If you are developing new feature data.

When you develop your data in a repository, your development is private as long as you do not push to GitHub.

You can test your data, even without locally committing your data.

But, if you are ready to share your data, everything is in place, and you only have to commit and push, and pass the location on github to others, like

myorg/myrepo/subfolder
In [6]:
do(
  checkoutRepo(org=ORG, repo=REPO, folder=MAIN, version='0.2', checkout='clone')
)
Using data in /Users/dirk/github/annotation/banks/tf/0.2:
	repo clone offline under ~/github (local github)
commit release local base subdir
None None clone /Users/dirk/github annotation/banks/tf

We show what happens if you do not have a local github clone in ~/github.

In [7]:
%%sh

mv ~/github/annotation/banks/tf ~/github/annotation/banks/tfxxx
In [8]:
do(
  checkoutRepo(org=ORG, repo=REPO, folder=MAIN, version='0.2', checkout='clone')
)
The requested data is not available offline
commit release local base subdir
None None False False None

Note that no attempt is made to retrieve online data.

In [9]:
%%sh

mv ~/github/annotation/banks/tfxxx ~/github/annotation/banks/tf

local

Look whether the appropriate folder exists under your ~/text-fabric-data directory.

This is merely a check whether your data exists in the expected location.

  • No online checks take place.
  • No data is moved or copied.

When to use

If you are using data created and shared by others, and if the data is already on your system.

You can be sure that no updates are downloaded, and that everything works the same as the last time you ran your program.

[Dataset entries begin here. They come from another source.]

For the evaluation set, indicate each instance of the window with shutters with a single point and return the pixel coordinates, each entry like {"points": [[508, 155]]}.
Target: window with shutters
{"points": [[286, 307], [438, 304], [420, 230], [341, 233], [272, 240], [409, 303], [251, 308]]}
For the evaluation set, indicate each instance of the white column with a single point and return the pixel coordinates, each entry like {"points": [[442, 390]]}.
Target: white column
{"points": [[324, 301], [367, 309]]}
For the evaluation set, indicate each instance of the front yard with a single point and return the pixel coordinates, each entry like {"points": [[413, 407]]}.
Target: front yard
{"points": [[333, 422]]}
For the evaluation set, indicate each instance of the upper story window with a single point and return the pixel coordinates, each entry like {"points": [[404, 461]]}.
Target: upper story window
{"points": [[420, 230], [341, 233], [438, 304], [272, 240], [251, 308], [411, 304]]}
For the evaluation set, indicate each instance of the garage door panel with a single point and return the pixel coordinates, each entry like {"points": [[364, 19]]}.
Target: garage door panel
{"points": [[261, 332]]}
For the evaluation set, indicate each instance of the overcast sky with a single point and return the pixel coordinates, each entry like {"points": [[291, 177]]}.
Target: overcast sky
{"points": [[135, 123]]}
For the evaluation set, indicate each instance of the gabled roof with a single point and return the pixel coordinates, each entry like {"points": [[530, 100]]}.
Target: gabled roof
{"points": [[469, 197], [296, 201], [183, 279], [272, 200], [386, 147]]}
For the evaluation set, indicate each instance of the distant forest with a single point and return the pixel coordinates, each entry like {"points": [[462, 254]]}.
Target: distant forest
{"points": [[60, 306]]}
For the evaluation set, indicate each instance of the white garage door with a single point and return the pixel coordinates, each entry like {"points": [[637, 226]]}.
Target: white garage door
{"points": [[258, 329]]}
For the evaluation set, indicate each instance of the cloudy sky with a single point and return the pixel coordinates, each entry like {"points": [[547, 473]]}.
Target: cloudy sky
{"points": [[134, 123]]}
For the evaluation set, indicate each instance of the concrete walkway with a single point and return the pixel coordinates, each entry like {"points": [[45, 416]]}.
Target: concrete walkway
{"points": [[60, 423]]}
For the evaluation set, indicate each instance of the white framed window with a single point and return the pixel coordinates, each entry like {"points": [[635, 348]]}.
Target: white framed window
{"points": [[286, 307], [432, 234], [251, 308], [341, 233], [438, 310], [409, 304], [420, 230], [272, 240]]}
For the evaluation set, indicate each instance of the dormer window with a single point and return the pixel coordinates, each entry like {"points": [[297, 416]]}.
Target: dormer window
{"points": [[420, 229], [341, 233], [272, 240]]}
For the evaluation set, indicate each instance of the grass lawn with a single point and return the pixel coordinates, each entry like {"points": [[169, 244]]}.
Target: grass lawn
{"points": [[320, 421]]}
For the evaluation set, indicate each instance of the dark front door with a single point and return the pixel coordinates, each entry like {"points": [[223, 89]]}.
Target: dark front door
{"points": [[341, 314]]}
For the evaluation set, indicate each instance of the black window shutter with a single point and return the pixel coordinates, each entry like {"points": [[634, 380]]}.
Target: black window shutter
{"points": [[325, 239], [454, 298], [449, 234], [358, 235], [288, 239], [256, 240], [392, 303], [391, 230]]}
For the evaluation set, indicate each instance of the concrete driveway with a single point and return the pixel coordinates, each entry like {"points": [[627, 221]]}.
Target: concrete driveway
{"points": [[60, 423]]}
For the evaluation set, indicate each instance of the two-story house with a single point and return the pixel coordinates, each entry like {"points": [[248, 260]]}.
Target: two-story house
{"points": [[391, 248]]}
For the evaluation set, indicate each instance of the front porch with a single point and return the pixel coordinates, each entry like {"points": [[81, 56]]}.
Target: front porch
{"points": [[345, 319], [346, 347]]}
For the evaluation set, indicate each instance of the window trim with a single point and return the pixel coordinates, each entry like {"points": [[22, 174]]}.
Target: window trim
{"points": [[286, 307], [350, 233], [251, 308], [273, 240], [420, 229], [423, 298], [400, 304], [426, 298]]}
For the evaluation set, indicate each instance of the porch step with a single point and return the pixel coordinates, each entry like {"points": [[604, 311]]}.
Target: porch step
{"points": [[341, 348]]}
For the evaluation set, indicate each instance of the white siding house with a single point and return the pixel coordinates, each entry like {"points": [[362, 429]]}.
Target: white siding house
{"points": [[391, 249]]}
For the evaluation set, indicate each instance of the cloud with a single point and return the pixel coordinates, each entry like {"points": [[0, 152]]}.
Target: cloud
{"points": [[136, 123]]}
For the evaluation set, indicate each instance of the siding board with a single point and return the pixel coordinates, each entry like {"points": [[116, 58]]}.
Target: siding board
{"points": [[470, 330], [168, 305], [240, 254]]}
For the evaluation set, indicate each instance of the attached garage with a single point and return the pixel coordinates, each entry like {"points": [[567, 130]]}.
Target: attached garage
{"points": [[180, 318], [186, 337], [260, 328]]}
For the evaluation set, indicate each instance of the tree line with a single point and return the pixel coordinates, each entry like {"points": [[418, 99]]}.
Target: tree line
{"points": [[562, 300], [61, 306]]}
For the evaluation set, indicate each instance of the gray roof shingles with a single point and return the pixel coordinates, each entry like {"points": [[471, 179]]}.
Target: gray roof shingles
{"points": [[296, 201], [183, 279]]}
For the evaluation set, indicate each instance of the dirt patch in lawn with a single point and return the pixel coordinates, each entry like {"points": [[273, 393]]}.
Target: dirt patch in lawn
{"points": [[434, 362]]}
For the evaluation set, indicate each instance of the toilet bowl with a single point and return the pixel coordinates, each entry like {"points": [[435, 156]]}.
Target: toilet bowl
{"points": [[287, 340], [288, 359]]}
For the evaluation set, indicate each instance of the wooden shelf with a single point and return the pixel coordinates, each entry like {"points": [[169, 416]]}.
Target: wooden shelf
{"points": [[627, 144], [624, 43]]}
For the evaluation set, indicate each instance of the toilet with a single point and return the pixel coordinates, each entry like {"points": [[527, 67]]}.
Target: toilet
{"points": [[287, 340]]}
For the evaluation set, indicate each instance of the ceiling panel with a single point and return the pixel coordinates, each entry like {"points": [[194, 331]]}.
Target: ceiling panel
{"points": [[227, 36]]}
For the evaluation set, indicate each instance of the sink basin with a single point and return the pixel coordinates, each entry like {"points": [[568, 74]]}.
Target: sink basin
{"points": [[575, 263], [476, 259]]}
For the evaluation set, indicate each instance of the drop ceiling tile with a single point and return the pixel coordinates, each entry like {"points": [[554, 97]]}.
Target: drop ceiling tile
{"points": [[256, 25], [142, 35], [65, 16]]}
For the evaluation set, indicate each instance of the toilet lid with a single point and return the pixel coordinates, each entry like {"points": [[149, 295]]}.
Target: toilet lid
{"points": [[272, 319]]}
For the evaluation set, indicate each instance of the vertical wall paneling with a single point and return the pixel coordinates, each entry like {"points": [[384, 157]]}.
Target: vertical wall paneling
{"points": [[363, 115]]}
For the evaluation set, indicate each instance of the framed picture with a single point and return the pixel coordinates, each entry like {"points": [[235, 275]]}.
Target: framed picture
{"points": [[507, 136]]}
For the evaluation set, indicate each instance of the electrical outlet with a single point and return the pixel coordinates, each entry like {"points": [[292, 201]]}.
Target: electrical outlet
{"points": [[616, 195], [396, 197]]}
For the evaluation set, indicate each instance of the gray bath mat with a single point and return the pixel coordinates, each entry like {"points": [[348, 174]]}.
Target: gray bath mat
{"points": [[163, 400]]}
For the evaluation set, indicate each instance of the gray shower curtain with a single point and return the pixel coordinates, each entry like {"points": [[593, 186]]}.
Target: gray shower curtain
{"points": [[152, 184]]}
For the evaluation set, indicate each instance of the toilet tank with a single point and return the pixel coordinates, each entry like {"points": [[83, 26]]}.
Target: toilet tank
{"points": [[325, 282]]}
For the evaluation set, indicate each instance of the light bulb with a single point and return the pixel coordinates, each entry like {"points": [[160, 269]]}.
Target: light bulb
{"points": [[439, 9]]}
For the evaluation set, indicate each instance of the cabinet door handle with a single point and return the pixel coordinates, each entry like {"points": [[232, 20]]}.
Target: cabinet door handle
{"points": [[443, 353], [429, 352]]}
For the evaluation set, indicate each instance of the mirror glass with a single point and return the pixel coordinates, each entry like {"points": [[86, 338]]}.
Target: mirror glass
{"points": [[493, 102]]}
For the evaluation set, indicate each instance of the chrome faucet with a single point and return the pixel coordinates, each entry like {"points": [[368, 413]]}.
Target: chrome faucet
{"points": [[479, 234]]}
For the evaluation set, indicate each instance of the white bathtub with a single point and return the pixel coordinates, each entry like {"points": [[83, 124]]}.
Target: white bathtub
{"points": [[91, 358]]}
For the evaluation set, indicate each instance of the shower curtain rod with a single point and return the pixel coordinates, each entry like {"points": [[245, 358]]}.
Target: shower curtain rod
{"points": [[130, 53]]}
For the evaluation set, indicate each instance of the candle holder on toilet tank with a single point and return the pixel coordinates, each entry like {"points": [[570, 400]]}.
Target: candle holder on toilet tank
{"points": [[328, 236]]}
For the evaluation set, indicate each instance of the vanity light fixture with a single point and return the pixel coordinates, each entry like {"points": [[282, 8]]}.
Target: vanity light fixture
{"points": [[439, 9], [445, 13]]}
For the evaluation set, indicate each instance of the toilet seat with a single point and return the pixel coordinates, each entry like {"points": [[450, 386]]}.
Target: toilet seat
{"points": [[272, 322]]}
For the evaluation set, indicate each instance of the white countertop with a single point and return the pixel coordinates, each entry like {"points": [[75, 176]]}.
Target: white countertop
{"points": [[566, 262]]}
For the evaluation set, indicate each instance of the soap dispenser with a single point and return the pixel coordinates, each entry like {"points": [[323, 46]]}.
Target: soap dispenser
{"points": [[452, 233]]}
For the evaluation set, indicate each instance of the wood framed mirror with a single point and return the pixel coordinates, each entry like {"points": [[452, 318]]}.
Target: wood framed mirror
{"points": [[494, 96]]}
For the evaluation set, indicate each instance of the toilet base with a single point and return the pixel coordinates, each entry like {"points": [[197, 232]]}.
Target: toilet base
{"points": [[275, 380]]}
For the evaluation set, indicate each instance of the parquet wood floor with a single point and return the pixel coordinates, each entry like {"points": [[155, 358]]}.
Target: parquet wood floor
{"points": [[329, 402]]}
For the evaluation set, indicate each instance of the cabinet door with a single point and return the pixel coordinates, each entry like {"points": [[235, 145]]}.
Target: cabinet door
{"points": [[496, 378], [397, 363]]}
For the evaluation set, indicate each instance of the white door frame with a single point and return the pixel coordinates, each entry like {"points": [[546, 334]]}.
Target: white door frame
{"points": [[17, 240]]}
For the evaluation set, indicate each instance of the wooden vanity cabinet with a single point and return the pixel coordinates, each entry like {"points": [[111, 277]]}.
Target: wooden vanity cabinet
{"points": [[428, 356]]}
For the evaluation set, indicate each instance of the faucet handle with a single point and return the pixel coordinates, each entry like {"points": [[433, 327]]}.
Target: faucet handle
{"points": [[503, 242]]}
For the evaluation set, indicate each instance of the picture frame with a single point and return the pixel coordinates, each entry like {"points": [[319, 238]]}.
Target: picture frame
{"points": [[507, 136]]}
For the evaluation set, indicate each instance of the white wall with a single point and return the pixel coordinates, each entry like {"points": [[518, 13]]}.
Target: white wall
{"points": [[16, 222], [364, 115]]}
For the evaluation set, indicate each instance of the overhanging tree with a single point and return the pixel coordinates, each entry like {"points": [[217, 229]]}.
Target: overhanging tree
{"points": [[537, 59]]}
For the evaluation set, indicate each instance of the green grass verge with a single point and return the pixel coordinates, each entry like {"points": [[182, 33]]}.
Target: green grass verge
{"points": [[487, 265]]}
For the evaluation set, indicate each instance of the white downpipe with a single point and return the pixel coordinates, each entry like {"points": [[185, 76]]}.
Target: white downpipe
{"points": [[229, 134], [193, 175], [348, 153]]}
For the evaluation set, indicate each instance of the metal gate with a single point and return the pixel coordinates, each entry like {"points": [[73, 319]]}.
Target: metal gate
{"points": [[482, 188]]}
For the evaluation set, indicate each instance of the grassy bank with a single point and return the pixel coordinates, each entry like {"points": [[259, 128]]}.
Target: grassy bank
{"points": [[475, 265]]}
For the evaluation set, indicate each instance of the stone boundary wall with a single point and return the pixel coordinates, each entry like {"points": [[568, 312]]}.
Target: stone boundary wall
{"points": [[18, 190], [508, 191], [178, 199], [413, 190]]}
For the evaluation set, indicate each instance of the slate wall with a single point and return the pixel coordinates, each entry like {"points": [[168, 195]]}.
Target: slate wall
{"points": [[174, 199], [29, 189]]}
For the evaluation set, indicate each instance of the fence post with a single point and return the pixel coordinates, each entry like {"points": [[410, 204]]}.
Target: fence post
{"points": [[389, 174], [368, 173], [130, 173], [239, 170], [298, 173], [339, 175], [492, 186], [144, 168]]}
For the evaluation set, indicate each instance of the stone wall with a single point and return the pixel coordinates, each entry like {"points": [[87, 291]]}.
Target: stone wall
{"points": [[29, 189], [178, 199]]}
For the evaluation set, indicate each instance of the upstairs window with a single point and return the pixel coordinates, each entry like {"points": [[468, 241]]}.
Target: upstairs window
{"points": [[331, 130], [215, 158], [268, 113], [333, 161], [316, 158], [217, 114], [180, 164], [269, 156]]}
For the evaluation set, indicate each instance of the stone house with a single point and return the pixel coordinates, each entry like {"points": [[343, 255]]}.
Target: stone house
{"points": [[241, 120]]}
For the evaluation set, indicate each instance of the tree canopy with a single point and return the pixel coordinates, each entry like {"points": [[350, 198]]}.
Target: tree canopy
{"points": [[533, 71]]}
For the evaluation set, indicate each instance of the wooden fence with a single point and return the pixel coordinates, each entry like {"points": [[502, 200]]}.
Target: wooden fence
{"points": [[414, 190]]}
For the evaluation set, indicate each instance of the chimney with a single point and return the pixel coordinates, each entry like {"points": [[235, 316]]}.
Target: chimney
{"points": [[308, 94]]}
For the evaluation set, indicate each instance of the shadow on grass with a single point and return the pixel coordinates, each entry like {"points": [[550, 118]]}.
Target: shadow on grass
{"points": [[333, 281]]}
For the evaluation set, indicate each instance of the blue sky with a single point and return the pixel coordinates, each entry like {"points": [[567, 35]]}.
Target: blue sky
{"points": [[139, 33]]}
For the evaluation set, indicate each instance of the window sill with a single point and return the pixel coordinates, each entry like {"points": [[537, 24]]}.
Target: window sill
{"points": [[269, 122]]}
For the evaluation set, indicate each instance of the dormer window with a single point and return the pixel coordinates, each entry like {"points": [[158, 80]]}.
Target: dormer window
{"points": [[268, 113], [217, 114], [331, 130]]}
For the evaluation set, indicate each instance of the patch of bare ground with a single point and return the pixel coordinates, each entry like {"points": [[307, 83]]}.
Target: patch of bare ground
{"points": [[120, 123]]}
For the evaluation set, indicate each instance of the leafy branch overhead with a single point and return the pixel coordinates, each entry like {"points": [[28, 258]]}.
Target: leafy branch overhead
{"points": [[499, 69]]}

If you do not already have the data, you have to pass latest or hot or '' which will be discussed below.

In [10]:
do(
  checkoutRepo(org=ORG, repo=REPO, folder=MAIN, version='0.2', checkout='local')
)
Using data in /Users/dirk/text-fabric-data/annotation/banks/tf/0.2:
	rv2.0=#9713e71c18fd296cf1860d6411312f9127710ba7 offline under ~/text-fabric-data (local release)
commit release local base subdir
9713e71c18fd296cf1860d6411312f9127710ba7 v2.0 local /Users/dirk/text-fabric-data annotation/banks/tf

You see this data because earlier I have downloaded release v2.0, which is a tag for the commit with hash 9713e71c18fd296cf1860d6411312f9127710ba7.

If you do not have any corresponding data in your ~/text-fabric-data, you get this:

In [11]:
%%sh

mv ~/text-fabric-data/annotation/banks/tf ~/text-fabric-data/annotation/banks/tfxxx
In [12]:
do(
  checkoutRepo(org=ORG, repo=REPO, folder=MAIN, version='0.2', checkout='local')
)
The requested data is not available offline
commit release local base subdir
None None False False None
In [13]:
%%sh

mv ~/text-fabric-data/annotation/banks/tfxxx ~/text-fabric-data/annotation/banks/tf

'' (default)

This is about when you omit the checkout parameter, or pass '' to it.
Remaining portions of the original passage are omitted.